Today I have three meals, a full-time job, some balance in my life and the future’s looking exciting. If you’d told me that three years ago, I’d have laughed you off. I was living absolutely outrageously on London’s Streets – out of control and wild all day long and into the early hours. I was lost, very angry and struggling to find my way through. I didn’t see much point in life, and I didn’t think I had many options. All that wrapped up in one man. I’d never given any thought to religion – I didn’t come from that kind of background. My family was abusive and full of addiction. Whenever I’d spent time in jail there had been a Bible in my cell. But to be honest, the pages got used as rizlas. I came to Webber Street because I needed somewhere else to eat and freshen up. The last place I’d been at, I’d got drunk and passed out in Trafalgar Square. Some joker had nicked my trousers, so I was standing there in my boxers shouting, drunk and raging. They could see I needed help, but I got banned for a month.
A smaller place
Webber Street is smaller than a lot of other centres. People make time for you, sit down and talk. Everybody is in one room; other places, you can get lost in. At first, I didn’t understand that it was a Christian centre, just that people were working hard to move things forward. They never lost patience, though they had more than enough reason to ban me. I proper disrespected people there. Emotionally, physically, chemically, I was a mess. Webber Street always let me through the door. Sometimes they would say that I should leave for the day, but I was always able to come back in the morning. I’ve come from a place where I’ve suffered a lot of rejection and this made an impact. One of the staff there – Paul – sat me down and told me a lot about himself and about the gospel. We’d come from similar places and similar lifestyles. Seeing that someone like him can come through intrigued me from the beginning. He later told me that he’d observed me for some time. Sometimes I was alright, other times I was a mess. He told me about Teen Challenge rehab. I knew I had to go to rehab, but I wouldn’t have chosen a Christian place – in fact it was very low down on my list. But I now see it as all part of God’s plan of people and moments he was putting in my path.

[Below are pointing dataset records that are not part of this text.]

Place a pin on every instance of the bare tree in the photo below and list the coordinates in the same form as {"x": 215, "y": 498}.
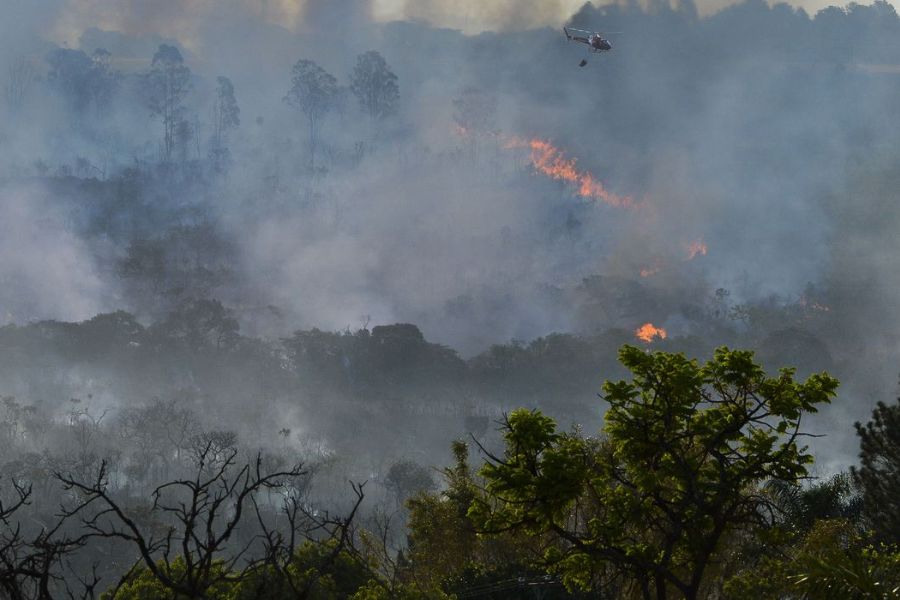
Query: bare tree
{"x": 165, "y": 87}
{"x": 375, "y": 85}
{"x": 336, "y": 535}
{"x": 199, "y": 519}
{"x": 225, "y": 117}
{"x": 315, "y": 92}
{"x": 21, "y": 76}
{"x": 475, "y": 114}
{"x": 34, "y": 557}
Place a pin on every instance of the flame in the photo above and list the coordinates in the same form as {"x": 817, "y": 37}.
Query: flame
{"x": 549, "y": 160}
{"x": 816, "y": 306}
{"x": 648, "y": 331}
{"x": 695, "y": 248}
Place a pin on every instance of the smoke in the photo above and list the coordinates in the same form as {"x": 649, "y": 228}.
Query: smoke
{"x": 46, "y": 271}
{"x": 705, "y": 177}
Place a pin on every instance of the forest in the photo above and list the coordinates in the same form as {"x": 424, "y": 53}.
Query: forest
{"x": 300, "y": 301}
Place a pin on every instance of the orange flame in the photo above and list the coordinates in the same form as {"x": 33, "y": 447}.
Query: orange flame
{"x": 804, "y": 303}
{"x": 695, "y": 248}
{"x": 647, "y": 332}
{"x": 549, "y": 160}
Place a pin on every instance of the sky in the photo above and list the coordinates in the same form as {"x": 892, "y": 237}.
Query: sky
{"x": 182, "y": 19}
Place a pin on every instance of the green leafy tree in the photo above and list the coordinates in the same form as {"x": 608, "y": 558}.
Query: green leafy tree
{"x": 834, "y": 561}
{"x": 685, "y": 451}
{"x": 878, "y": 475}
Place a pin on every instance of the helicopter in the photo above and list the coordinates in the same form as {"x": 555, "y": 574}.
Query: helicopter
{"x": 593, "y": 39}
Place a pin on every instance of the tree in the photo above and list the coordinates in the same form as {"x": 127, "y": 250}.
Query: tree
{"x": 225, "y": 117}
{"x": 20, "y": 77}
{"x": 834, "y": 561}
{"x": 406, "y": 477}
{"x": 188, "y": 551}
{"x": 165, "y": 87}
{"x": 83, "y": 81}
{"x": 878, "y": 475}
{"x": 475, "y": 114}
{"x": 686, "y": 448}
{"x": 374, "y": 85}
{"x": 314, "y": 91}
{"x": 33, "y": 553}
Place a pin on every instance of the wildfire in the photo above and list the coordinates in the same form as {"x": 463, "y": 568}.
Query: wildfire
{"x": 695, "y": 248}
{"x": 549, "y": 160}
{"x": 804, "y": 303}
{"x": 647, "y": 332}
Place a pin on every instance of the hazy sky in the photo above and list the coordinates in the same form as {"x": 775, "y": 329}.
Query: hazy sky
{"x": 181, "y": 19}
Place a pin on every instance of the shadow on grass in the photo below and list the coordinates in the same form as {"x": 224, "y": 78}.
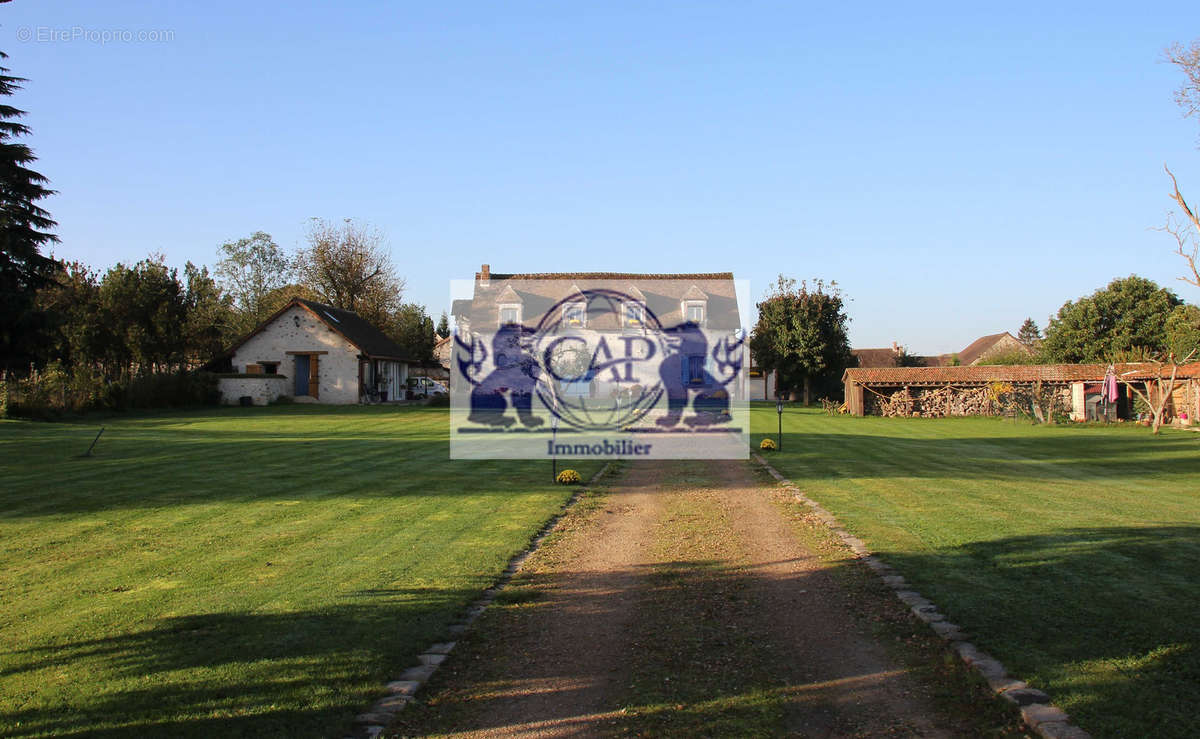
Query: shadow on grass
{"x": 685, "y": 648}
{"x": 1049, "y": 606}
{"x": 1104, "y": 618}
{"x": 1069, "y": 456}
{"x": 229, "y": 674}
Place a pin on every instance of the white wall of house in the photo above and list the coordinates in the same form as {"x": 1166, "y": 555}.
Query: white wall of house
{"x": 261, "y": 390}
{"x": 393, "y": 373}
{"x": 298, "y": 330}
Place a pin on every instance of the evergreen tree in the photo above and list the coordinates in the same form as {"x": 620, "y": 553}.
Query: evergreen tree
{"x": 1029, "y": 334}
{"x": 24, "y": 230}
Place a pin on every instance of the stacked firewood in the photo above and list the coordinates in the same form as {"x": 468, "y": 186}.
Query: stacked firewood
{"x": 899, "y": 403}
{"x": 939, "y": 402}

God met me where I was at. Paul was put there – I trusted what he said to me. As soon as I got to rehab, I knew I was in a good place. Lots of people say that there’s a certain kind of peace in this place. On Sunday 22nd April 2018 I was in church. An American was preaching – I can’t remember his name. He gave an altar call. Even though I didn’t understand the whole God thing, I knew this was the right time. I knew I’d messed up, so I said to God, ‘Let’s try to see how we can do it your way.’ I am spending so much time in the Word of God. It takes me to a place where I see a lot, and conviction of sin is a massive part of what I’m working through. When things start to change, conviction begins to come in. I’m working for Teen Challenge now in furniture collections and distribution and I’m going for a health and social work diploma. I’m by no means the finished article, but every morning I am thankful that where I am is God’s work and that I am still being supported by London City Missionaries such as Jean-Louis Kassis and others. Everything I’ve been through is now going to be used for good.